Achieving sustained expression of clotting factors and achieving this expression at levels high enoughto result in clinical improvement have been the two critical goals of efforts to treat hemophilia by gene transfer. In this issue Nathwani and colleagues (page 1662) demonstrate that they have achieved this goal, long-term expression of therapeutic levels of factor IX (4%-10% of normal levels in humans), by administration of a recombinant AAV vector into the hepatic circulation of Rhesus macaques. These data are in fairly close agreement with work published just weeks earlier by Mount et al (Blood. 2002;99:2670-2676), reporting similar findings in hemophilic dogs treated by portal-vein infusion of a recombinant AAV vector. Certainly, it is encouraging to see similar results and excellent safety profiles in 2 different large-animal models, and the current study lends further support to an ongoing clinical trial of hepatic artery infusion of rAAV in patients with hemophilia B (http://www4.od.nih.gov/oba/rac/trialquery.asp?C1=1&diseasename=25).
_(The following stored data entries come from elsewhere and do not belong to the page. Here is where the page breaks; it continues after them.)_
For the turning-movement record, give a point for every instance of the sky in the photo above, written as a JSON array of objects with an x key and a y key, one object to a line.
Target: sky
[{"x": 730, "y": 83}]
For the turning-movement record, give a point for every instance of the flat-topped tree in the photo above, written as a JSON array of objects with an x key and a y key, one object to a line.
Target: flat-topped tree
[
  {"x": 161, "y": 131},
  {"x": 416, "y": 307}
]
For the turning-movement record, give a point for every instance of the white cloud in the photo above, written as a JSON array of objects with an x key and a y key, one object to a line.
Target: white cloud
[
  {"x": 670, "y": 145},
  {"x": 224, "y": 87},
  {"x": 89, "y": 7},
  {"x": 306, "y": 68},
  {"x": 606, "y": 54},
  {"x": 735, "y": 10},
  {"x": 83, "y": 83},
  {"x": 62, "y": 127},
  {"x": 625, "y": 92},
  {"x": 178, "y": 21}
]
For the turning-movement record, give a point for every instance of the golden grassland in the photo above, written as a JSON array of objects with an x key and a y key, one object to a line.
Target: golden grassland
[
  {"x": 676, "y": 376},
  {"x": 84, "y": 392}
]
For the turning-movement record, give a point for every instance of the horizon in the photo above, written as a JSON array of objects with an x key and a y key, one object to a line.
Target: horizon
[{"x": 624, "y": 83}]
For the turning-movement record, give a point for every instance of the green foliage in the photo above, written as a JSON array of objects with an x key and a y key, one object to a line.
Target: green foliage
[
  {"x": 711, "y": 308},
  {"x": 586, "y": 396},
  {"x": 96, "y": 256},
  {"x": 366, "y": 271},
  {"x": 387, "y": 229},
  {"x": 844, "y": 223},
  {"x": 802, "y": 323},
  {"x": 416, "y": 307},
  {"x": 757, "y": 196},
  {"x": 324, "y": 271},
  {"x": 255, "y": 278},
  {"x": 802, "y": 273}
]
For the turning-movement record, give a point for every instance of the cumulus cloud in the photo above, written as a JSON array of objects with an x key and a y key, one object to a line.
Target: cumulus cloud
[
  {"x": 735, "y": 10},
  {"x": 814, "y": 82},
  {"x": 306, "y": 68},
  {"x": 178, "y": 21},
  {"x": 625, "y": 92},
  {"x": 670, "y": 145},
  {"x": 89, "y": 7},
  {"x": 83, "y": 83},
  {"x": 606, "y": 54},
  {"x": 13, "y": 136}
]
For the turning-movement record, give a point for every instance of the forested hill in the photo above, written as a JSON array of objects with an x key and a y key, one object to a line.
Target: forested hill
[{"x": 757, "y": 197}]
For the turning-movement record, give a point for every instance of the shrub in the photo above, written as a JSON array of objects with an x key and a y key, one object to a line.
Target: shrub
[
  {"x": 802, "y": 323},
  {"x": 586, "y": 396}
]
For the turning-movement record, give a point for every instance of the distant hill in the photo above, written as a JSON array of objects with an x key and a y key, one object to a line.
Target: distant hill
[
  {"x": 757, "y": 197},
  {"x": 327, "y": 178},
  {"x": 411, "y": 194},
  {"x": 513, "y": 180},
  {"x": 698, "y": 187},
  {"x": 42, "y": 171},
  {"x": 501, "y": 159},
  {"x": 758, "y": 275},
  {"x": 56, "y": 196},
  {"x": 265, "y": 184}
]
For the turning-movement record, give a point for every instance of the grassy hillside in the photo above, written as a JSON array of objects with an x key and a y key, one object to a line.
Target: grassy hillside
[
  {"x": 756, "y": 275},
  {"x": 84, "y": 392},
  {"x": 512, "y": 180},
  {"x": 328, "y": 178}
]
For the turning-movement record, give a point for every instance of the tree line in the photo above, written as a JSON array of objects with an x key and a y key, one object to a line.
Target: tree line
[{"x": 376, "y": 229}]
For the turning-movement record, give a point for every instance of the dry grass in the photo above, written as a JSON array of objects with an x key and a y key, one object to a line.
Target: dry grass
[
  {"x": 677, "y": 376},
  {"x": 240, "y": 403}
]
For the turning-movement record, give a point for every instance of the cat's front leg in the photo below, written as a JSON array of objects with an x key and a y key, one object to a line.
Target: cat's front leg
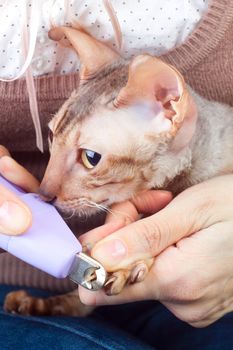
[
  {"x": 135, "y": 273},
  {"x": 20, "y": 302}
]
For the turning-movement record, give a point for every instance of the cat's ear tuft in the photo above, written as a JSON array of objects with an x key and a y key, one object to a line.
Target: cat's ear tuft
[
  {"x": 93, "y": 53},
  {"x": 160, "y": 84}
]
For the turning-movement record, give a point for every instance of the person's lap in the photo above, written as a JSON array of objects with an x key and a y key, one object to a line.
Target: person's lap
[{"x": 139, "y": 325}]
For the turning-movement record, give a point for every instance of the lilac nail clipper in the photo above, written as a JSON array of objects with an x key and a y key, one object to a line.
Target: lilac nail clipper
[{"x": 50, "y": 245}]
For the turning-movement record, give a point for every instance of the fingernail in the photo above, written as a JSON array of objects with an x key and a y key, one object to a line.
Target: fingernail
[
  {"x": 110, "y": 252},
  {"x": 14, "y": 219}
]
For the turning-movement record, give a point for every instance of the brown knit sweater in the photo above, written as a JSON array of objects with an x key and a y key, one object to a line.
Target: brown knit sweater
[{"x": 206, "y": 61}]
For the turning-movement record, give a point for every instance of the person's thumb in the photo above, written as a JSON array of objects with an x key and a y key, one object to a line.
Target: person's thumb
[
  {"x": 147, "y": 237},
  {"x": 15, "y": 216}
]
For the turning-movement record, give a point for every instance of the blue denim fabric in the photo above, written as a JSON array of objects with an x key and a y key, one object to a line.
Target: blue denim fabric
[{"x": 142, "y": 325}]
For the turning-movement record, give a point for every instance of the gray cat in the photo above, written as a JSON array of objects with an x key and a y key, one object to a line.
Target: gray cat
[{"x": 131, "y": 126}]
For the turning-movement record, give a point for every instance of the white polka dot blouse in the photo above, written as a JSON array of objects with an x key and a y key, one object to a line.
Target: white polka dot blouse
[{"x": 147, "y": 26}]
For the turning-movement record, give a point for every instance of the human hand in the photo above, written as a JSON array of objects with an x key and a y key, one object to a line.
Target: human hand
[
  {"x": 15, "y": 216},
  {"x": 192, "y": 239}
]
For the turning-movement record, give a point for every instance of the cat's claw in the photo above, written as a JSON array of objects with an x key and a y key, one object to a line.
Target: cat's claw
[
  {"x": 139, "y": 272},
  {"x": 116, "y": 282}
]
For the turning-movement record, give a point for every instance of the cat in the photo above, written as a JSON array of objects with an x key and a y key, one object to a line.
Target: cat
[{"x": 130, "y": 126}]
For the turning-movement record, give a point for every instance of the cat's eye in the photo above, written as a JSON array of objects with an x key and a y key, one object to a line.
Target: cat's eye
[{"x": 90, "y": 158}]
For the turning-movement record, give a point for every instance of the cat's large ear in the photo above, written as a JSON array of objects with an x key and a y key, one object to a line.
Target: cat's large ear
[
  {"x": 93, "y": 54},
  {"x": 162, "y": 86}
]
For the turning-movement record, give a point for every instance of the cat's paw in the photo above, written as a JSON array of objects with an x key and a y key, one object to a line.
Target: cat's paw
[
  {"x": 116, "y": 282},
  {"x": 119, "y": 279}
]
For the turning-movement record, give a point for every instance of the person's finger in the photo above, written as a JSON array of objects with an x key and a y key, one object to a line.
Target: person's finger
[
  {"x": 124, "y": 213},
  {"x": 187, "y": 213},
  {"x": 17, "y": 174},
  {"x": 4, "y": 151},
  {"x": 145, "y": 203},
  {"x": 15, "y": 216}
]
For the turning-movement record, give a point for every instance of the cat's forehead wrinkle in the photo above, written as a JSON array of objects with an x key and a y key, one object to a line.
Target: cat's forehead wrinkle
[{"x": 83, "y": 102}]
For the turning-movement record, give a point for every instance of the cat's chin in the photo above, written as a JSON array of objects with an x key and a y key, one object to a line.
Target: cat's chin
[{"x": 79, "y": 211}]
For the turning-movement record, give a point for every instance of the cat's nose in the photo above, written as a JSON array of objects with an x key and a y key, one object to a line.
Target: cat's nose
[{"x": 46, "y": 195}]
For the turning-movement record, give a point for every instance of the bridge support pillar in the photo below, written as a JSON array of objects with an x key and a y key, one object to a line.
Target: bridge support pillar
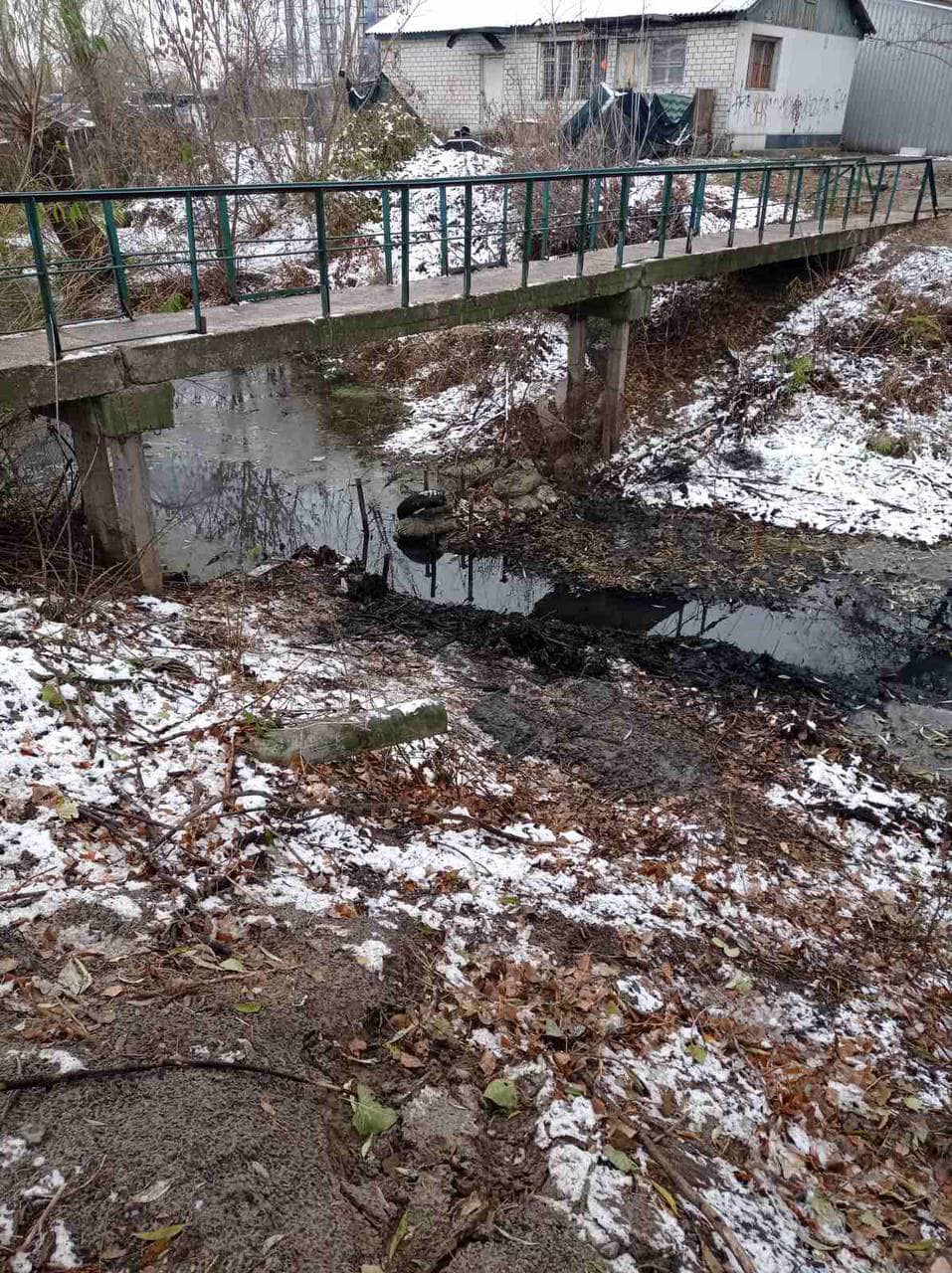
[
  {"x": 575, "y": 386},
  {"x": 107, "y": 435},
  {"x": 621, "y": 312}
]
But as is often the case in cutting-edge investigation, this study raises at least as many questions as it answers: the relationship between vector dose and factor IX levels; the effect of pre-existing antibodies to the vector capsid on gene transfer; and the relative efficacy of portal vein versus hepatic artery administration, to list but a few. (The study is of less utility in assessing immune response to the transgene product since the authors used a humanfactor IX vector in Rhesus macaques.) This study also underscores the difficulties inherent in attempting to answer critical questions through the use of large animals as opposed to mice: though one gains in terms of a more accurate model of the human species, one loses in terms of numbers of animals in each experiment.

Proof of principle for ex vivo clinical gene transfer was established 2 years ago by the groundbreaking work of CavazzanoCalvo et al in infants with X-linked SCID (Science. 2000;288:669-672). Convincing evidence in support of in vivo gene transfer has been more elusive. With this study, the goal of developing “gene medicine in a bottle” comes one step closer to reality.